Après une année 2015 stable, Christian Haessler, directeur territorial régional de l’Institut français du cheval et de l’équitation (IFCE) – et également directeur par intérim du haras dervois – présente les nouveaux projets du site, axés sur des formations.

Le haras dervois jouit déjà d’une bonne réputation, grâce à son certificat d’aptitude pour le transport d’animaux vivants, sa formation sellerie et son école d’attelage.
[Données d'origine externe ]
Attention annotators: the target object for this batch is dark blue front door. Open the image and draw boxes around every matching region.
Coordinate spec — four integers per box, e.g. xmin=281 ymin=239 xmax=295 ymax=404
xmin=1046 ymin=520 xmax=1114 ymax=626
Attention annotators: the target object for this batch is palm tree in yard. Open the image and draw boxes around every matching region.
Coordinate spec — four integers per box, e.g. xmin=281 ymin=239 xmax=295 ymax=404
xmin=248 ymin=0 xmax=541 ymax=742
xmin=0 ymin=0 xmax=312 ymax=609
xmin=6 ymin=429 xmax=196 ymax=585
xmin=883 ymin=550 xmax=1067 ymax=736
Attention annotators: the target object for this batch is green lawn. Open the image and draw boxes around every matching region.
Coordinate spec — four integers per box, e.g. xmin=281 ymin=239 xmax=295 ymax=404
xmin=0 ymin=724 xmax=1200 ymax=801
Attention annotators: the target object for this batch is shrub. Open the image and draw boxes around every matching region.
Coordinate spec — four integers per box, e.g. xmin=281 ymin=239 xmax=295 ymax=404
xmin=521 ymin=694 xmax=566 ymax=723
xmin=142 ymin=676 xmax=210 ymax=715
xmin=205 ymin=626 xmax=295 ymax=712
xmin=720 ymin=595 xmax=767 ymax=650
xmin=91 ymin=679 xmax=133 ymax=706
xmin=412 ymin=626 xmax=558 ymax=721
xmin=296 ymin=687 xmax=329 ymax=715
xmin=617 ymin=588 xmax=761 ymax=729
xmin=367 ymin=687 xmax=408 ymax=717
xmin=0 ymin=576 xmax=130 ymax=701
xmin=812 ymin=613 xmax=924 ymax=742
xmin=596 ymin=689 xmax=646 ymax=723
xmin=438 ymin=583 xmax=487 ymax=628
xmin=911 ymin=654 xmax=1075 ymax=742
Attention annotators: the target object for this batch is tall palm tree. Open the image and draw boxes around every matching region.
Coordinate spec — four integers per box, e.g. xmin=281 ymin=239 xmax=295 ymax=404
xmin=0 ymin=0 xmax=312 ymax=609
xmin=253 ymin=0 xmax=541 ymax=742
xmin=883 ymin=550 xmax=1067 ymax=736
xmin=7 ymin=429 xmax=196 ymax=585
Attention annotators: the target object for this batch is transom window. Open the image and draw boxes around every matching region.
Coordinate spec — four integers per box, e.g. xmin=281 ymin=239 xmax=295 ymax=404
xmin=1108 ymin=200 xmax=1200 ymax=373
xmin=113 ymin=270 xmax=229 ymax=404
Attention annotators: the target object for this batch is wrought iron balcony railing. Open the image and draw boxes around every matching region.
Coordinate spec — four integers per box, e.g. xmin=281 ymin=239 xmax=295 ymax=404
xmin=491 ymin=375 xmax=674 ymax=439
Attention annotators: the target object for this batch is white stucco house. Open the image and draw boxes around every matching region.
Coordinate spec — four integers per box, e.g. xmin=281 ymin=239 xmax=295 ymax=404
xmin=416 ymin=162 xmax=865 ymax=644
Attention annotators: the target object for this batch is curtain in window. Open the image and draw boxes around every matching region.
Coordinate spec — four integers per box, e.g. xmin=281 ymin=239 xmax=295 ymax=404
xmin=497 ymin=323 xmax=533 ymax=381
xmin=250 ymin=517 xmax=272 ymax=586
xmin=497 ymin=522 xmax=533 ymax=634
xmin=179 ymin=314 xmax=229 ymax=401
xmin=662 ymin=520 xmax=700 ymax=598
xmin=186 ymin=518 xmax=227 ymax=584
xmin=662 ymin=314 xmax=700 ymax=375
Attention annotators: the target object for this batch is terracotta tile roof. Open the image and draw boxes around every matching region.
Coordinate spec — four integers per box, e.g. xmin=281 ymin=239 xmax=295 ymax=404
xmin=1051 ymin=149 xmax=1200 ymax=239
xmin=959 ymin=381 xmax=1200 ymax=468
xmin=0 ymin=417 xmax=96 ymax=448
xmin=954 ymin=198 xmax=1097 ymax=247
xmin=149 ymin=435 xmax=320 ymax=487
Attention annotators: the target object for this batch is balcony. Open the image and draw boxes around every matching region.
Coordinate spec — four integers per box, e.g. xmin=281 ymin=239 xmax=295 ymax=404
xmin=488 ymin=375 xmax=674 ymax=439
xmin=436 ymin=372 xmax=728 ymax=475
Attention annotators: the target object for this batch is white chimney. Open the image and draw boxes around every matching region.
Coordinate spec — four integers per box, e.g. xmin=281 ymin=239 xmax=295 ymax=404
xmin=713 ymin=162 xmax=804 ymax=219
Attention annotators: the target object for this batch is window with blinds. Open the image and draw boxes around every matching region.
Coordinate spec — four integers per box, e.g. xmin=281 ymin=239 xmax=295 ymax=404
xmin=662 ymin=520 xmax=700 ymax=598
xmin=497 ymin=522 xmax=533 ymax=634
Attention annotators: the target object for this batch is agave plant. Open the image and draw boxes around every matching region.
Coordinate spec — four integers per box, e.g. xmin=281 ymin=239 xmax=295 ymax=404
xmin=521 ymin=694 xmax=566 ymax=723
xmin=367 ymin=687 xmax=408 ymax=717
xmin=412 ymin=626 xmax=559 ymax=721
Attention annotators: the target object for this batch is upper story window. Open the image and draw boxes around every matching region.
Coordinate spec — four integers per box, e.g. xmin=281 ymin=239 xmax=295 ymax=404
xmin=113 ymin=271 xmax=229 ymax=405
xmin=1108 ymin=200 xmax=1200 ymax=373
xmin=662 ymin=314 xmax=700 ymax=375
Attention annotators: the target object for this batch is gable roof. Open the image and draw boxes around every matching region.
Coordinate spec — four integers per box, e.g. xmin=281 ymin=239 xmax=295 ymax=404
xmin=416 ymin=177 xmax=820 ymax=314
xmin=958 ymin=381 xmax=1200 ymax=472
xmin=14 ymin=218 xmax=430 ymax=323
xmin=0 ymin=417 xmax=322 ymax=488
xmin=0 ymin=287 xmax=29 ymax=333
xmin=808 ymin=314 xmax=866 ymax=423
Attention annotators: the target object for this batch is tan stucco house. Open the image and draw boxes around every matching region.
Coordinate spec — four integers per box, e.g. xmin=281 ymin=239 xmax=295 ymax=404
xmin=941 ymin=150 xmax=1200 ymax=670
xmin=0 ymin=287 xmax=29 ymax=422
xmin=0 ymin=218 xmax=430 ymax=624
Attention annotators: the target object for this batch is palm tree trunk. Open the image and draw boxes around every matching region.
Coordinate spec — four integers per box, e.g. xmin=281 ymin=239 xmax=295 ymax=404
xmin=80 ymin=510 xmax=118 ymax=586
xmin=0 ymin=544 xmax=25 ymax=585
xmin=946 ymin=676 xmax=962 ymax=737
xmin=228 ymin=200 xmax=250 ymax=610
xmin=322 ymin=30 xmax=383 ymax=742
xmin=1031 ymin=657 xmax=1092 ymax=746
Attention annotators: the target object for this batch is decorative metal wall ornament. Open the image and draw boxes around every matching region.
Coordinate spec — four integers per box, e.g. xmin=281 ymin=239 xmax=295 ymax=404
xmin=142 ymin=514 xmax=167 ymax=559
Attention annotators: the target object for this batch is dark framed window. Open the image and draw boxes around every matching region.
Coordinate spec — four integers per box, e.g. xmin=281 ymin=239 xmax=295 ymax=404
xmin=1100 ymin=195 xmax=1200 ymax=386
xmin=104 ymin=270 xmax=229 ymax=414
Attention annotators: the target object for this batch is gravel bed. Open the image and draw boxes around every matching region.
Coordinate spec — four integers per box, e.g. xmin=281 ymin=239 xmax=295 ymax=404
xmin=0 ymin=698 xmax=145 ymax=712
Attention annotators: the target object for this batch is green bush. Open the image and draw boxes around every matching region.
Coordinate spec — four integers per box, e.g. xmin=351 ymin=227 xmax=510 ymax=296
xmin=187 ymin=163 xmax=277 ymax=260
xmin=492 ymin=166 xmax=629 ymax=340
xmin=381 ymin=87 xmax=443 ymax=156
Cette dernière fait d’ailleurs la renommée et la force du site, avec plus de 520 heures de cours dispensées l’année dernière et ce, malgré la fermeture du lycée agricole de Droyes. Pour 2016, Christian Haessler, directeur territorial Alsace-Lorraine-Champagne-Ardenne de l’IFCE, prévoit d’étoffer et de renforcer les offres de formations du haras.
«Tout d’abord, nous allons développer davantage les trois offres déjà existantes. Ensuite, l’IFCE Grand Est attend de nous la création de nouvelles formations innovantes. Nous allons donc mobiliser une partie de notre personnel, pour la toute nouvelle formation “Préparateur de jeunes chevaux avec le dressage”», explique le patron du haras. Les cours n’auront pas lieu à Montier, mais le personnel dervois se déplacera. «C’est une nouveauté nationale. Le but est que les chevaux formés participent au championnat de France de dressage», poursuit-il.

Veille sanitaire

Les formateurs seront aussi appelés à enseigner des cours de gestion administrative du monde équestre, auprès de chefs d’entreprise et Régis Drouaillet, responsable de l’école d’attelage, fait partie des dix personnes retenues pour dispenser la formation des moniteurs d’équitation au travail à pied et aux longues rênes, à Montier ou dans d’autres lieux.
La grande nouveauté réside dans la mise en place d’un dispositif de contrôle sanitaire. «Ce dispositif est né suite à l’affaire Spanghero*», souligne Christian Haessler. Des agents assermentés de l’IFCE pourront contrôler les détenteurs de chevaux, sur plusieurs points : vérifier si les chevaux sont bien identifiés et pucés ; voir si les détenteurs respectent le règlement sanitaire, si les écuries sont déclarées (car, selon le responsable du haras, près de deux tiers des écuries ne seraient pas enregistrés) ; s’assurer qu’il n’y a pas de maltraitance animale et prévenir des maladies exotiques. «D’où l’intérêt de recenser les écuries. Nous ne sommes pas là pour faire la police, mais pour donner des conseils et vérifier qu’ils soient bien appliqués. S’ils ne le sont pas, nous nous ferons insistants.»

Carole Pontier

* Spanghero est une usine française de transformation de viande. En 2013, elle est éclaboussée dans l’affaire dite de la viande de cheval, lorsque de la viande équine avait été retrouvée dans les lasagnes. L’entreprise avait été accusée d’avoir menti en étiquetant faussement viande bovine.